Bu yazılarla amacım HDP’ye ne yapması gerektiğini hele hele parti programını vs değiştirmesini söylemek değil tam tersine düşüncelerimi paylaşmaktı.
Kişisel olarak kimi yazdıklarımın doğrulanmamış olması, beni rahatsız etmiyor. Sonuçta ben "bilmiyorum" demeyi yıllar önce kabullenmiş ve "haddimi ve sınırımı bilmeyi" erdem olarak öğrenmiş biriyim.
Yok eğer siz "tarafsız" olarak yazdığınız her şeyin doğrulandığını iddia ediyorsanız, bu durumda unutmadıysanız aynaya daha dikkatli bakmanızda fayda vardır. Sonuçta birer fani olarak bizler hatalarımızla insanız.
ÖNCELİĞİM SİVİL SİYASET
Türkiye’nin içinde bulunduğu koşullarda önceliğimiz sivil alanın genişletilmesi, siyasi alanın kendi alanının korumasıdır. Bunun dışında her öncelik lükstür.
Çözüm sivil alanın yani siyasi alanın genişletilmesinde. Ve bu alanın parçası olan tüm sivil bireylerin, siyasi partilerin bu alanın parçası olmasından yanayım.

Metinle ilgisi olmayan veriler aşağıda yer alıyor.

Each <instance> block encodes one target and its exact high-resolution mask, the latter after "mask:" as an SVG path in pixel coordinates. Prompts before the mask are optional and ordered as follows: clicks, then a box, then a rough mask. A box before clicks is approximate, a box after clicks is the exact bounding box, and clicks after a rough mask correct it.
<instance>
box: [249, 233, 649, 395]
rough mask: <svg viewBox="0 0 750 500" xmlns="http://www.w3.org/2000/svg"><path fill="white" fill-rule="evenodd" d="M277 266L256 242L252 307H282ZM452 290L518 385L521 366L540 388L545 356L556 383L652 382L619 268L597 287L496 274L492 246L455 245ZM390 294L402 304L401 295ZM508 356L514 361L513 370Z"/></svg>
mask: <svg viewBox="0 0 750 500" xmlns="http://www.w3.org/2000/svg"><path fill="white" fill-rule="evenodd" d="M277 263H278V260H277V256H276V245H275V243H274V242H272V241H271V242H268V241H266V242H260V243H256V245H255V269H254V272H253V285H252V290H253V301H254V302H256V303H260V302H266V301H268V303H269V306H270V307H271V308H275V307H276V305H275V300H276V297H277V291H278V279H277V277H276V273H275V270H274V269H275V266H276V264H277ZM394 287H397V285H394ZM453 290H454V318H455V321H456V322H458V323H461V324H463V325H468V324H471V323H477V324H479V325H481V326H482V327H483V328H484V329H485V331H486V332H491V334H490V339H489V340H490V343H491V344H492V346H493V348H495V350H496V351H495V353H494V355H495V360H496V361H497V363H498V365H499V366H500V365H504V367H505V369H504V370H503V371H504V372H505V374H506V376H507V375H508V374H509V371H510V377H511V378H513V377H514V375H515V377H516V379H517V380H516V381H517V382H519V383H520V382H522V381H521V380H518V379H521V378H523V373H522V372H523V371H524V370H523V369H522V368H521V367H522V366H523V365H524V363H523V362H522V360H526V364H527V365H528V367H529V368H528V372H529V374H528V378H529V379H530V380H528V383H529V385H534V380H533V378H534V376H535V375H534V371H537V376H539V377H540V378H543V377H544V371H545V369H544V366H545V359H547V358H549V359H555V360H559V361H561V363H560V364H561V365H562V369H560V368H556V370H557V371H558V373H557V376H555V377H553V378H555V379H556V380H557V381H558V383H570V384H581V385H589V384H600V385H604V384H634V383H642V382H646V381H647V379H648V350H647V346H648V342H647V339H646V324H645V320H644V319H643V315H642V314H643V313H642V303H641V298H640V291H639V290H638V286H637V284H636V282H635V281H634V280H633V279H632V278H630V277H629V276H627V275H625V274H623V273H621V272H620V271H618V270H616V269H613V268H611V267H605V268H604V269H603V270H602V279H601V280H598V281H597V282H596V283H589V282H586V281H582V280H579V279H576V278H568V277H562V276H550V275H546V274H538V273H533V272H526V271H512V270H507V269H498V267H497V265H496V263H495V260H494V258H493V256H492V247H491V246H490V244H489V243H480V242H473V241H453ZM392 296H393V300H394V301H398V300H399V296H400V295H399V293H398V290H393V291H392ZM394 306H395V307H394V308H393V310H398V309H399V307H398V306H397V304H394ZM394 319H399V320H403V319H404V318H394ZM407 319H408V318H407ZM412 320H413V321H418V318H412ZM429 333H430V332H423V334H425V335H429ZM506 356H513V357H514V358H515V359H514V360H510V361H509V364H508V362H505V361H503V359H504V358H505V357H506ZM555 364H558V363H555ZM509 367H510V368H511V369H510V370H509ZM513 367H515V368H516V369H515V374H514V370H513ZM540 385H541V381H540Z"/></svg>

Benim için önemli olan yazdıklarımdır. Aidiyet duyduğum siyasi parti ve kişiliğim değil.
Ve son olarak bir kimliğin salt mağdur edildiği için fetişleştirilmesinden, eleştirel dokunulmazlık kazanmasından yana değilim. Yoksa öz eleştiriden kaçmak için "her dönem ve konjonktürde" mazeret bulmaktan kolay şey yoktur.
Sonuçta ülkede Kürtler ve diğer ötekiler her dönem bir şekilde baskı altında. Bu baskı altında olma hali, kendine eleştirel bakmayı erteledikçe siyaseten işlevsizleşme kaçınılmaz oluyor. Yaşadığımız tam da bu.
Son olarak bu tartışmanın www.artigercek.com da sürmesi daha da anlamlı. Tartışmaya ihtiyacımız var, hem de çok. Yarın geç olmadan bunu yapmakta da fayda var. Ama tartışma adabıyla.
Not: İnci Hekimoğlu’nun yazısını geç fark ettim. Ama bir cevabı hak ettiği muhakkak. Bir sonraki yazıya artık.